Katherine Pye

(1913-2012)

 

A native of Falmouth, NS, Katherine Manning’s musical abilities were apparent when she was still a young child.  She began her music studies at Edgehill School for Girls in nearby Windsor, later continuing at the Conservatory of the Mount Allison Ladies’ College.  Subsequently, she studied both piano and organ at Acadia, the latter with Edwin A. Collins, the university’s first Dean of Music—from 1927 to 1963—and sometime Head of the Theory Department of the Halifax Conservatory of Music.  Katherine also studied organ with Dr. Maitland Farmer, long-time organist at All Saint’s Anglican Cathedral in Halifax and Dean Collins’ successor as Head of the Conservatory’s Theory Department.  She obtained her Licentiate in piano from London’s Royal College of Music and was also an Associate in organ of the Royal Conservatory in Toronto.

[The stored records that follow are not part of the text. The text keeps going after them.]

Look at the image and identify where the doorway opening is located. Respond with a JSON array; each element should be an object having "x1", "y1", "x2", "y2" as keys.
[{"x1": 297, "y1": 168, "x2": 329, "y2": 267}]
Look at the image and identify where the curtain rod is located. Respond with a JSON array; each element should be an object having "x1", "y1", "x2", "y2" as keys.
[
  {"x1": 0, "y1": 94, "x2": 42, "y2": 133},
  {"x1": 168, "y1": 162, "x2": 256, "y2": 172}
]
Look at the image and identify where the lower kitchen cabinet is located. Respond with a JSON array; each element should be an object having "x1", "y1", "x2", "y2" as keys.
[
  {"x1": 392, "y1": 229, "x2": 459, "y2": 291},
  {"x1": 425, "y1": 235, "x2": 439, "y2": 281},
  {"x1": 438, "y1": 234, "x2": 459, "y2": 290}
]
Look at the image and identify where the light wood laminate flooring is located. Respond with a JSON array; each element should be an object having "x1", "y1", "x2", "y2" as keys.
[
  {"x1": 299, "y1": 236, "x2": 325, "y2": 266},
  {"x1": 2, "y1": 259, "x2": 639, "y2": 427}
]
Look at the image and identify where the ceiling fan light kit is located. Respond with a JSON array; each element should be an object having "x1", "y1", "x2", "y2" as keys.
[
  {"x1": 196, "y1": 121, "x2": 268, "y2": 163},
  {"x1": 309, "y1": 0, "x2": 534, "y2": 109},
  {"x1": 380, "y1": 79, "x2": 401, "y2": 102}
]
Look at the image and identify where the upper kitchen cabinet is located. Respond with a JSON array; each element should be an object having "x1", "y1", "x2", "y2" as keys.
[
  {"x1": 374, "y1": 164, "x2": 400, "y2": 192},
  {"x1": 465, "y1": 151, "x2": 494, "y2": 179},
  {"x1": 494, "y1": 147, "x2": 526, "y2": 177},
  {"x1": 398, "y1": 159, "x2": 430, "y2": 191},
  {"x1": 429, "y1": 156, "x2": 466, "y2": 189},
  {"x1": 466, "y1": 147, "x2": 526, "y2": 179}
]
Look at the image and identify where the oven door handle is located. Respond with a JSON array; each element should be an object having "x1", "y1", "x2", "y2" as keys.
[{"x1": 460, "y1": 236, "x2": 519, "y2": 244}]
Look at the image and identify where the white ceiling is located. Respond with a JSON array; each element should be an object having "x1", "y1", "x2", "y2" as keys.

For many years Katherine Pye was an organist in a succession of Nova Scotian churches.  Beginning at a very young age in her family church in Falmouth, she went on to serve for twenty years as church organist at St. John’s United Church in Windsor which had a very fine Casavant pipe organ, circa 1899; it was on this instrument that she taught organ another of Bravura’s honourees Dr. Garland (Gary) Brooks; when they met again at one of the organization’s dinner after not having seen one another for 55 years, Katherine recognized him immediately, calling him by name.  During the time Katherine was organist at St. John’s, Louise Burchell—a former Halifax Conservatory of Music teacher of organ, theory, and composition—was organist at Windsor’s second United Church, Trinity.  Katherine was later to be organist in a succession of large Halifax churches: St. John’s United on Windsor Street, St. George’s Anglican on Brunswick Street, and J. Wesley Smith United on Robie Street.

While a resident of Windsor, Mrs. Pye was the chief organizer of the Hants County Music Festival, a major regional festival.  She was also a long-time member of the Nova Scotia Registered Music Teachers’ Association, serving as Secretary-Treasurer for almost three decades.

In 1969, Mrs. Pye joined the staff of the Piano Department of what was then called the Maritime Conservatory of Music.  Several members of the Conservatory faculty were actively involved in the planning for the annual meetings of the Canadian Music Teachers’ Association which met in Halifax in 1973, among them Katherine Pye who was responsible for Publicity and Advertising.

When she began teaching piano and organ at the Conservatory, Katherine joined what was then called the Maritime Conservatory of Music Alumni Association, now Bravura Nova Scotia.  She was soon elected Treasurer of the organization, a position she was to hold until 1990.  According to Shirley Ellis, long-time reporter for the Mail-Star, at a fund-raising Christmas Tea “held in the elegant Big Parlour at the Sacred Heart School which houses the Maritime Conservatory of Music,” Katherine Pye was honoured as she stepped down as Treasurer of the Alumni Association.  Subsequently she became the organization’s Archivist.

Mrs. Pye, in a letter to Bligh DesBrisay about the same time, described herself as “getting old and slow”, although this was certainly not apparent to anyone else.  She continued to exercise at the YMCA until a few weeks before her death at age 99, travelling by bus to get there.  And she similarly attended concerts and Bravura Nova Scotia events regularly, insisting that she didn’t need a drive; “I’m fine taking the bus”.  Katherine could frequently be spotted, as well, wearing her signature tam walking briskly along Spring Garden Road.

In recognition of her long and exemplary service to what is now called Bravura Nova Scotia and to the Maritime Conservatory of Music, the then MCPA Association decided to reactivate its Honorary Life Member programme, and Katherine was elected to its ranks in October 2012.After a very brief illness, Katherine Pye died later that same year, on December 31, 2012, a few months before what would have been her 100th birthday.